In the meantime, South Boston’s Innovation District has become a popular landing spot, where $20 to $30 per square foot is more common. But several entrepreneurs have warned that it won’t be long before the Innovation District has to confront the same issues as Kendall Square. That would open the door for another neighborhood to attract local start-ups, and Davis Square is an appealing option, Stevens said.

“It has a really nice mix of amenities,” Stevens said. “It’s got coffee shops, restaurants, Hubway bicycle spots.”

CALLUM BORCHERS

T riders: Time for bike envy?

Jonathan Lansey, a founder of Loud Bicyle, which makes horns, has plotted the time it takes to ride the MBTA vs. biking from Cleveland Circle to a variety of points around Boston. Pedal power is surprisingly effective.

Jonathan Lansey

“The fastest places to go by T are, not surprisingly, along spindly corridors defined by rail tracks and bus routes. The flashing colors reflect the rhythm of bus and trolley schedules,” Lansey notes. “In contrast, the time to bike is solid and steady.
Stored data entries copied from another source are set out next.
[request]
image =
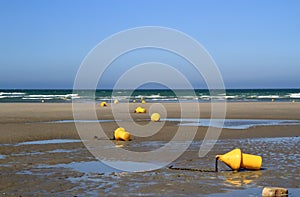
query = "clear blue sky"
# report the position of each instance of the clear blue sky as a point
(256, 44)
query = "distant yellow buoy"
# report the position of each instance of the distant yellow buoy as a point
(103, 104)
(121, 134)
(155, 117)
(236, 160)
(140, 110)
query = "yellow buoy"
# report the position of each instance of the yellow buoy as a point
(140, 110)
(121, 134)
(103, 104)
(155, 117)
(236, 160)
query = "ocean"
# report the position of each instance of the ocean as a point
(157, 95)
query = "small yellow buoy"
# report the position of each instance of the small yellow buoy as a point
(236, 160)
(140, 110)
(103, 104)
(121, 134)
(155, 117)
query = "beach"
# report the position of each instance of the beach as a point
(43, 169)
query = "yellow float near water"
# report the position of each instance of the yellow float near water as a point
(155, 117)
(103, 104)
(121, 134)
(140, 110)
(236, 160)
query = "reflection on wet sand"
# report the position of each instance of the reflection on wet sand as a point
(240, 179)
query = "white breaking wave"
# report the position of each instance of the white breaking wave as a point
(295, 95)
(268, 96)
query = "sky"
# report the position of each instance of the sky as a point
(255, 44)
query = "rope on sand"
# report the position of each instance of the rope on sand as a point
(190, 169)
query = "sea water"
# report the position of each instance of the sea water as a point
(150, 95)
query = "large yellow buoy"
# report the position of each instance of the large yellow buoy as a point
(236, 160)
(121, 134)
(103, 104)
(155, 117)
(140, 110)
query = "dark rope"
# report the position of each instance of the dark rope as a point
(190, 169)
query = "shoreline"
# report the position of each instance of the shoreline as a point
(71, 170)
(20, 122)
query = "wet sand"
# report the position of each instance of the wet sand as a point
(39, 164)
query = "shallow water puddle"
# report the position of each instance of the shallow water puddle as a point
(231, 123)
(80, 121)
(53, 141)
(253, 192)
(100, 167)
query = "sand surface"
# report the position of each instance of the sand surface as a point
(43, 169)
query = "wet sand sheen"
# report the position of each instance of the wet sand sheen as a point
(279, 146)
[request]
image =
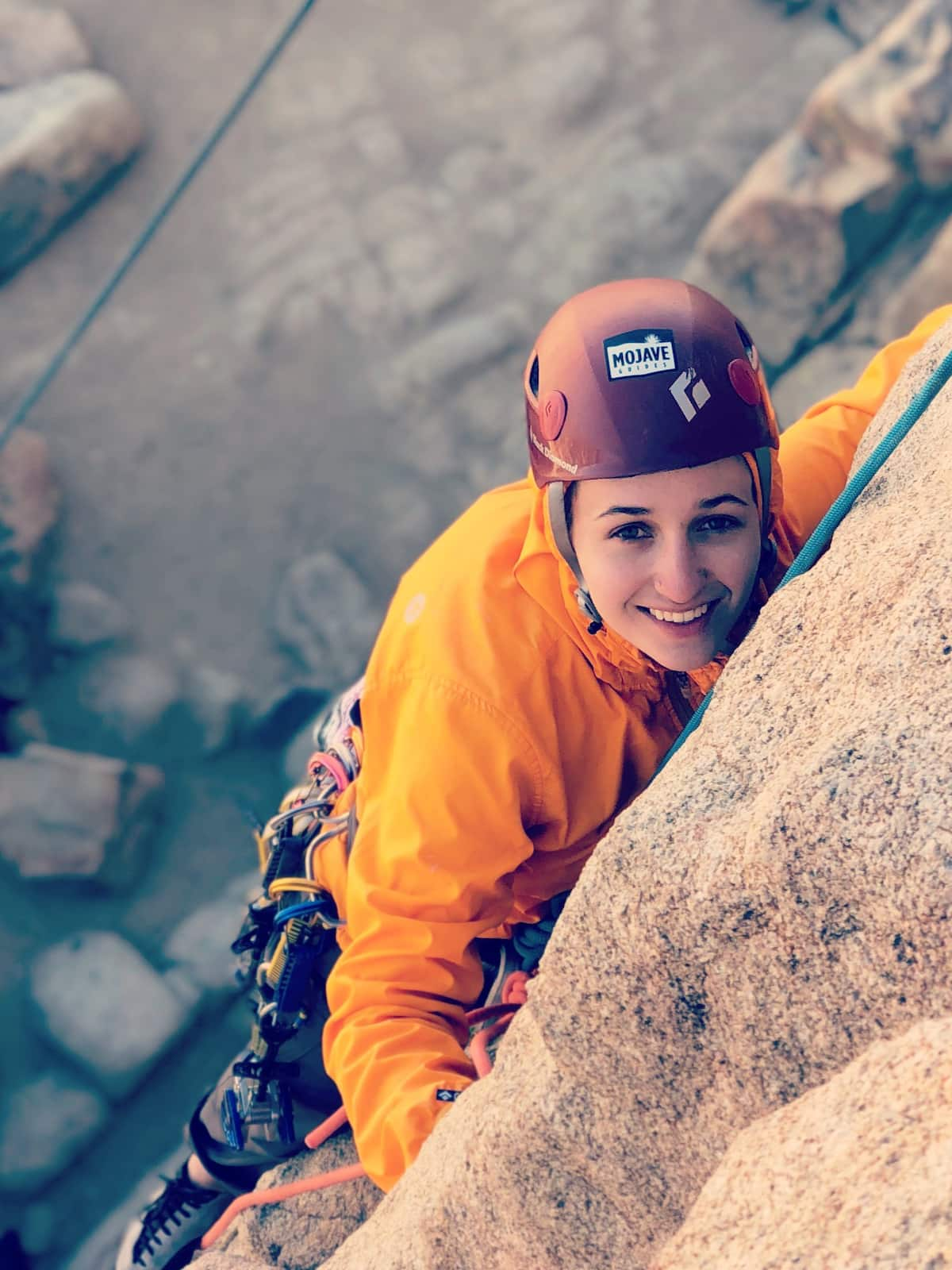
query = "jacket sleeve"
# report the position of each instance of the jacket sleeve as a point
(816, 452)
(452, 785)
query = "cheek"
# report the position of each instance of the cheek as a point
(613, 573)
(740, 567)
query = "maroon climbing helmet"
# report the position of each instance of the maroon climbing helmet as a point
(644, 376)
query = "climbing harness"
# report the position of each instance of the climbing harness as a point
(820, 539)
(290, 927)
(489, 1024)
(203, 154)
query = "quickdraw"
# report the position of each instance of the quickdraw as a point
(488, 1022)
(290, 927)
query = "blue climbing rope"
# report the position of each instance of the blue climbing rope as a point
(820, 539)
(31, 398)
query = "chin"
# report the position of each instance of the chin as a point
(681, 660)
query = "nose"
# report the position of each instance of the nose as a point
(679, 573)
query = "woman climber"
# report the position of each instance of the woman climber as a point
(533, 668)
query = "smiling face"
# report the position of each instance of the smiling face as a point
(670, 558)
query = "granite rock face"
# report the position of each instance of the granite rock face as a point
(774, 905)
(790, 241)
(852, 1174)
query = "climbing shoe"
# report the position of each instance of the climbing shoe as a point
(167, 1235)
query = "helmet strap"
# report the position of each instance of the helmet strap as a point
(762, 457)
(555, 495)
(768, 548)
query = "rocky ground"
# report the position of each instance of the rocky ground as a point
(317, 365)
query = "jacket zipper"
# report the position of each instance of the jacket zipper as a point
(676, 695)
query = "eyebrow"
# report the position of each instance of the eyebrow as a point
(704, 505)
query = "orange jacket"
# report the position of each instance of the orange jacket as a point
(501, 740)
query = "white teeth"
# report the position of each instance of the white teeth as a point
(679, 619)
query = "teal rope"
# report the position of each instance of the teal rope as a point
(31, 398)
(820, 539)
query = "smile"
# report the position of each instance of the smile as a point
(691, 619)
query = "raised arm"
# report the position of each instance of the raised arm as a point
(816, 452)
(451, 784)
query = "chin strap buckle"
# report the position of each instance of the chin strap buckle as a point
(588, 607)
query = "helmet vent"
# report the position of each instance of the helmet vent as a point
(749, 347)
(533, 378)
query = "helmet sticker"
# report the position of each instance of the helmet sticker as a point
(640, 352)
(691, 393)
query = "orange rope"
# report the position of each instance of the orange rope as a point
(347, 1174)
(513, 990)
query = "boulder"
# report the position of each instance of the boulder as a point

There is no arbitrary network of paths defining where you can go quickly — and no pressing constraints on when you must leave.”

The map was created using a mashup of Google Maps’ API, Stamen Design’s map tiles, and a few other open tools, which are detailed on Lansey’s blog, loudbicycle.blogspot.com.

MICHAEL MORISY

Simplifying 3D printing

Three-dimensional printing may be all the rage, but figuring out how to work the nascent technology to make lifelike objects with intricate surfaces can tie you up in knots. So who else but some bright minds from the Massachusetts Institute of Technology to come up with a way to simplify the process so you don’t need a degree from, well, MIT, to make your cool idea into a realistic image.

The MIT researchers created a programming language to streamline the process so it will be easier to print objects with multiple materials, so they can be squishy and flexible at one place, firm at another, or reflect light and conform to touch. Right now, making objects like that is an arduous and technically challenging task and beyond the ability of off-the-shelf 3D printing software.

“The problem is that you have to jump through a lot of hoops to do this,” said Kiril Vidimče, a doctoral student and lead author of one of two papers MIT researchers produced on the subject. To demonstrate the advancements, they printed flexible TINY 3D teddy bears and bunnies that feel like foam.

Most commercially available 3D printers, which transform digital files into physical objects, are single-material machines. Those printers can create hard bowls, sculpture, or toys out of plastic but aren’t able to turn out intricate objects with varied surfaces.

The 3D printers Vidimce and his colleagues work with are more advanced than printers most enthusiasts buy for about $2,000. The one they used costs $300,000.

The next step is to develop applications to integrate the new techniques for complex 3D printing, which could be useful in health care or even Hollywood costume design.